As congressional-hearing notices go, Monday’s announcement read like the lineup for a much-hyped music festival that tried desperately to book Beyoncé, Taylor Swift, or Ariana Grande and wound up with Hootie & the Blowfish at the top of the bill instead.

Daniel Schwarz, a spokesman for Nadler, said the Judiciary Committee had not given up on Mueller, whom lawmakers have wanted to question from the moment Barr delivered the first summary of the former special counsel’s report to Congress in March. But it is the strongest signal yet that Democrats are prepared to move on without him.

Mueller, in his first and only public statement since becoming special counsel in 2017, last week made clear his reluctance to appear in the circuslike atmosphere of a congressional hearing. “The report is my testimony,” he said, warning lawmakers that he would not “go beyond our report” in any appearance before Congress—which is exactly what members of both parties would likely spend hours of questioning trying to get him to do.

Democrats have also struck out with other high-profile potential witnesses, but for different reasons. The Trump White House has settled on a strategy of all-out war against the investigative powers of the new House majority, choosing to fight subpoenas in court rather than submit current and former officials to the glare of testimony. McGahn, for example, abided by instructions from the White House not to appear before Nadler’s committee, ignoring a congressional subpoena. And Barr formally requested that Trump invoke executive privilege over the complete Mueller report and its underlying documents.

“No one is above the law,” Nadler said in a statement accompanying Monday’s announcement. “While the White House continues to cover up and stonewall, and to prevent the American people from knowing the truth, we will continue to move forward with our investigation. These hearings will allow us to examine the findings laid out in Mueller’s report so that we can work to protect the rule of law and protect future elections through consideration of legislative and other remedies.”

The “other remedies” is a none-too-subtle reference to impeachment, a word Nadler did not mention Monday. It’s an olive branch to the growing chorus of rank-and-file Democrats—along with a lone Republican—who want the party to act more decisively against Trump. House Speaker Nancy Pelosi has been unmoved by the demands, but she, like Nadler, has kept the option in reserve. On Sunday, House Majority Whip James Clyburn, the third-ranking Democrat, said on CNN’s State of the Union that impeachment proceedings were inevitable.

These initial hearings, then, could be a precursor to impeachment—a way for, as Clyburn put it, Democrats to “educate the public” on the weighty constitutional remedy that has been put to use rarely in the nation’s history. Incidentally, those are also the words Nadler used to describe the road he would take on impeachment—if it came to it—when I interviewed him for a profile last fall. “Certainly if we were to go down that route, part of it would be to educate the American people—and members of Congress are part of the American people—as to what in our view, and what in scholars’ view is impeachment, and when you should use it, and when you shouldn’t,” Nadler told me at the time. “That would be the first thing I would hope we would do before we started.”
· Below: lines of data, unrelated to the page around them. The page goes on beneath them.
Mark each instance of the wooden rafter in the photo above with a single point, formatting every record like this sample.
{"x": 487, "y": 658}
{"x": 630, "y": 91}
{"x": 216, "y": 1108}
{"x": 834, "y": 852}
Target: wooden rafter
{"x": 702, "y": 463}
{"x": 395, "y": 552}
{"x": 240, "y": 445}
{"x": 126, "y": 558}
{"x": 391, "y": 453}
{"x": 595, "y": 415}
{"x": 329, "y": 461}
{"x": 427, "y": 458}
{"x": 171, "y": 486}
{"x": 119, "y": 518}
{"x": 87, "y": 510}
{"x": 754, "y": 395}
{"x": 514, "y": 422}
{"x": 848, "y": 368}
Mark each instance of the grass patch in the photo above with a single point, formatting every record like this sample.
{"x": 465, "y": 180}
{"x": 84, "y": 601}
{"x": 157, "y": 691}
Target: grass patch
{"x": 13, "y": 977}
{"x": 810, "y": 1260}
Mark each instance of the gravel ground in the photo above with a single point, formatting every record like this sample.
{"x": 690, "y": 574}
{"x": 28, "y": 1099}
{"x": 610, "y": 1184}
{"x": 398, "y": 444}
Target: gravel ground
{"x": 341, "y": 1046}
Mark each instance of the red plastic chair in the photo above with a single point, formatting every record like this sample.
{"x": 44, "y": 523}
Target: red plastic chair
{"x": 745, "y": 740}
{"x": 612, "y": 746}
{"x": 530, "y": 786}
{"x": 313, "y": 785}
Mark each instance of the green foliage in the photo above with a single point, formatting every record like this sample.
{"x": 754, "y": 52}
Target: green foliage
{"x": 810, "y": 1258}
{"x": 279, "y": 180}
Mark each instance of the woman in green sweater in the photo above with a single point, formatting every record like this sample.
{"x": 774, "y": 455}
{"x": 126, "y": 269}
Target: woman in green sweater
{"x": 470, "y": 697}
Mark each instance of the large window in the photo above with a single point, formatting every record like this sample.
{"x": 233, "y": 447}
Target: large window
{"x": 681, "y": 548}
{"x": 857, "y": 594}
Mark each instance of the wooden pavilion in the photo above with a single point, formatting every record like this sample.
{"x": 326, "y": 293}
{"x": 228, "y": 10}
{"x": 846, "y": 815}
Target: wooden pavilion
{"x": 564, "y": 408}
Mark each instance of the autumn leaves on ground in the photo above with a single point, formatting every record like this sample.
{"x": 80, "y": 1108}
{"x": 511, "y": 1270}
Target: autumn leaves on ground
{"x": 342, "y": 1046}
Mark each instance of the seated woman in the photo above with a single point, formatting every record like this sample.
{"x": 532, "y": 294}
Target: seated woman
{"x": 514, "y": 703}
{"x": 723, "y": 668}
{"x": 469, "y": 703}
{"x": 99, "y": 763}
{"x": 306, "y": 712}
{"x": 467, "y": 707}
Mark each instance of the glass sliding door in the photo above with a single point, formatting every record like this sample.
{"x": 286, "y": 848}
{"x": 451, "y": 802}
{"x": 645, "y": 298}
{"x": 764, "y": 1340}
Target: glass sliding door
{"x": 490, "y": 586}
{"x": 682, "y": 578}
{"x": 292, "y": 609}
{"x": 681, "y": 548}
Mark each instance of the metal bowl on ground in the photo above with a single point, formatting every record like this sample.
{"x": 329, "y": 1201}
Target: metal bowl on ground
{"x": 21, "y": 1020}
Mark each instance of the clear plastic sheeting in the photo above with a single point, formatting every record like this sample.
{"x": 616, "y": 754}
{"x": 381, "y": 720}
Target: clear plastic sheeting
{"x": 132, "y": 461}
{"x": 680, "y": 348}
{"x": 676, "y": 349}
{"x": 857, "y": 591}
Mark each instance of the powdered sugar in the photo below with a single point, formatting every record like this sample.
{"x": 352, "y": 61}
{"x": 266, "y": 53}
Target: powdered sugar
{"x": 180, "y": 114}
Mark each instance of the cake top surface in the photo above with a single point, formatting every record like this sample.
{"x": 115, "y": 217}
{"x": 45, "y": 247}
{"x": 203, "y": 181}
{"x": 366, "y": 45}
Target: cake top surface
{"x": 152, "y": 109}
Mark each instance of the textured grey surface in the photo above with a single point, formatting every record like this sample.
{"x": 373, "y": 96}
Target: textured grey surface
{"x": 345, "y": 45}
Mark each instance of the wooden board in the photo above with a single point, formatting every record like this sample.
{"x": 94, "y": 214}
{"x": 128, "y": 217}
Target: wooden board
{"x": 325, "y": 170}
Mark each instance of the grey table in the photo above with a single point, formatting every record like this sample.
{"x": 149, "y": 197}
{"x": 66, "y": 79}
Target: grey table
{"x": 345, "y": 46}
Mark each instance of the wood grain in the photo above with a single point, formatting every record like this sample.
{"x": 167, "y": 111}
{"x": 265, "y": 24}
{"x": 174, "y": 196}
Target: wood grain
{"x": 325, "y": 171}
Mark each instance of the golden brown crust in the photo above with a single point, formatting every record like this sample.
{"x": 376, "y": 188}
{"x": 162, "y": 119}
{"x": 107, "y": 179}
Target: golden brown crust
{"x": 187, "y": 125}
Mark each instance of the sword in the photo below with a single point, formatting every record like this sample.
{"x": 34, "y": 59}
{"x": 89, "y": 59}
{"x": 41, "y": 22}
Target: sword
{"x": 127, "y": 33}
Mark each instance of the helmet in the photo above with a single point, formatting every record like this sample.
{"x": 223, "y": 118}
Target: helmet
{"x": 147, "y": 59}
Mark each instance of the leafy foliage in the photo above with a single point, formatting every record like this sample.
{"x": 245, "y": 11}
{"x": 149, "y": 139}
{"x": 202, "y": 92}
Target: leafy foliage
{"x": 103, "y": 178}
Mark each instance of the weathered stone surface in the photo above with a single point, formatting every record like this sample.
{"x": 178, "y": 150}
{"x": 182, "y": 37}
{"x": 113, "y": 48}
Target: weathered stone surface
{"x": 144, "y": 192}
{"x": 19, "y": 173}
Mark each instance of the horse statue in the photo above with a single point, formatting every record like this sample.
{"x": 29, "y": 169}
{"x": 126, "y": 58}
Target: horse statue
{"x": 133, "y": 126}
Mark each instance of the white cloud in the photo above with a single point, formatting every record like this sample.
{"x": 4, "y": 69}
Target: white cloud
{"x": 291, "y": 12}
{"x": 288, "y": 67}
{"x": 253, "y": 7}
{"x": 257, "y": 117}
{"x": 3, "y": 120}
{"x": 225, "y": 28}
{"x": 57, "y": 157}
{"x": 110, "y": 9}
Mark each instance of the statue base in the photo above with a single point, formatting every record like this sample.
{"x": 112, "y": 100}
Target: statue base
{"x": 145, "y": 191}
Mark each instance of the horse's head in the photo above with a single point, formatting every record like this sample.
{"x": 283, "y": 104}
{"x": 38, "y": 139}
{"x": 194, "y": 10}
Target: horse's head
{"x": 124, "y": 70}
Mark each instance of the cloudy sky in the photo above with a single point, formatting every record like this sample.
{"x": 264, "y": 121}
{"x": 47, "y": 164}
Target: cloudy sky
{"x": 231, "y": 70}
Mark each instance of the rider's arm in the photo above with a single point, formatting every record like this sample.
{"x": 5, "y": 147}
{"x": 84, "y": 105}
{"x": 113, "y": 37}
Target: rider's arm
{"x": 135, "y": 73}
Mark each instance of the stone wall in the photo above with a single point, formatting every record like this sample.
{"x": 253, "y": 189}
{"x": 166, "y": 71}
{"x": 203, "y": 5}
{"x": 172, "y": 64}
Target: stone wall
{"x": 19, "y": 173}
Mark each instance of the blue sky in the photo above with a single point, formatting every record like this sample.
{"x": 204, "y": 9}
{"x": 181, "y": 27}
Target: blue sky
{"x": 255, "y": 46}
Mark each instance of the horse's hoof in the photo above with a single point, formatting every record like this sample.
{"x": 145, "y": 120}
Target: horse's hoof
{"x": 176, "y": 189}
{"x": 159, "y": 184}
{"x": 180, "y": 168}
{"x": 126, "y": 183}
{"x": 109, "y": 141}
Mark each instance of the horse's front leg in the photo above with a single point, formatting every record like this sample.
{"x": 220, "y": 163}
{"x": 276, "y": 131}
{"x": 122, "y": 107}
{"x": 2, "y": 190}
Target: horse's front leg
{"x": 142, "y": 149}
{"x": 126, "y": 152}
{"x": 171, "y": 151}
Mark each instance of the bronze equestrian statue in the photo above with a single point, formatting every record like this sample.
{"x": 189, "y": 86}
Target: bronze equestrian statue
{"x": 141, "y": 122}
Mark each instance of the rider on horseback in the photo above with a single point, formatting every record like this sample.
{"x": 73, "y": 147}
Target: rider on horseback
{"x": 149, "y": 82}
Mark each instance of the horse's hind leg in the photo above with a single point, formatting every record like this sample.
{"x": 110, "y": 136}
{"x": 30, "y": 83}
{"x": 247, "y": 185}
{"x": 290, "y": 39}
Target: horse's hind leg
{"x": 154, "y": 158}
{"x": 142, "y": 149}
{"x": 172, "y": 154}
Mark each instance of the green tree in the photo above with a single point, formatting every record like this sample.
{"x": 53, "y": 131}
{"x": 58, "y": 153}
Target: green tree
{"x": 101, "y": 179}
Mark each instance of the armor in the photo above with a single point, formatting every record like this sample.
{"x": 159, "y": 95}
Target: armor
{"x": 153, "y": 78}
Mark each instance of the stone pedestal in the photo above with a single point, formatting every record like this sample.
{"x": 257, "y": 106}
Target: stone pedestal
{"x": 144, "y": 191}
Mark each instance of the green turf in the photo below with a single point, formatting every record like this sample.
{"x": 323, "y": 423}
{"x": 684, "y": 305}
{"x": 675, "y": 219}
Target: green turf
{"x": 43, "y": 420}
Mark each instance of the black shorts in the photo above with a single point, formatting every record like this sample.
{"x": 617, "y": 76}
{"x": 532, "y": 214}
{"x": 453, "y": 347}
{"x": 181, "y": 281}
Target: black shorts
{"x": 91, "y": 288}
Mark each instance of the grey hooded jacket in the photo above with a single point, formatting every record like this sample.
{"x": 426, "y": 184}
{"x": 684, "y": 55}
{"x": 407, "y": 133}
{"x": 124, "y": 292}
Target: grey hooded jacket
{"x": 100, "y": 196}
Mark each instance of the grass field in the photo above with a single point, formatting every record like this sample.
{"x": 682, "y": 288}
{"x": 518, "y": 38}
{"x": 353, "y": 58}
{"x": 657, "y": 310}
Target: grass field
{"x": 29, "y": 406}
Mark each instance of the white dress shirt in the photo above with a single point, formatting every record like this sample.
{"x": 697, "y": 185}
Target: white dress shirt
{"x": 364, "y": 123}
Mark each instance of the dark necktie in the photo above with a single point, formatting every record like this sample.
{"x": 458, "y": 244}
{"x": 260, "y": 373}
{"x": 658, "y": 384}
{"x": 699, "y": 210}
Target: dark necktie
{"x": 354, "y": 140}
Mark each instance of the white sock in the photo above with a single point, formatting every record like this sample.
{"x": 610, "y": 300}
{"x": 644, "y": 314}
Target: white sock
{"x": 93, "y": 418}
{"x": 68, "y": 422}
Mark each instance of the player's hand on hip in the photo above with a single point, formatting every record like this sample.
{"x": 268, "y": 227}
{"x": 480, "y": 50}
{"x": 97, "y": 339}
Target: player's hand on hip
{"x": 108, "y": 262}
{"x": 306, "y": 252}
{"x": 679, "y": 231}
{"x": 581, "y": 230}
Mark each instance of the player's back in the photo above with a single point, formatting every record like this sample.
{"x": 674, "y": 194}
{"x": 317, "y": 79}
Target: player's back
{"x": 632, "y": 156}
This approach is also consistent with Pelosi’s go-slow strategy on impeachment. The longer Democrats take to ramp up their confrontation with Trump, the closer it will get to 2020, and the more impeachment becomes a slim possibility as the opportunity to simply vote the president out of office draws closer. The calendar does not preclude impeachment, but it buys more time for the public clamor to grow, minimizing the political backlash Democrats fear.

A key to this route, however, was high-profile hearings that would capture the public’s attention. Democrats didn’t want to have to make the case for impeachment themselves—they wanted Mueller to do it for them. Without his participation, they’ve decided, the show must go on. But will America watch?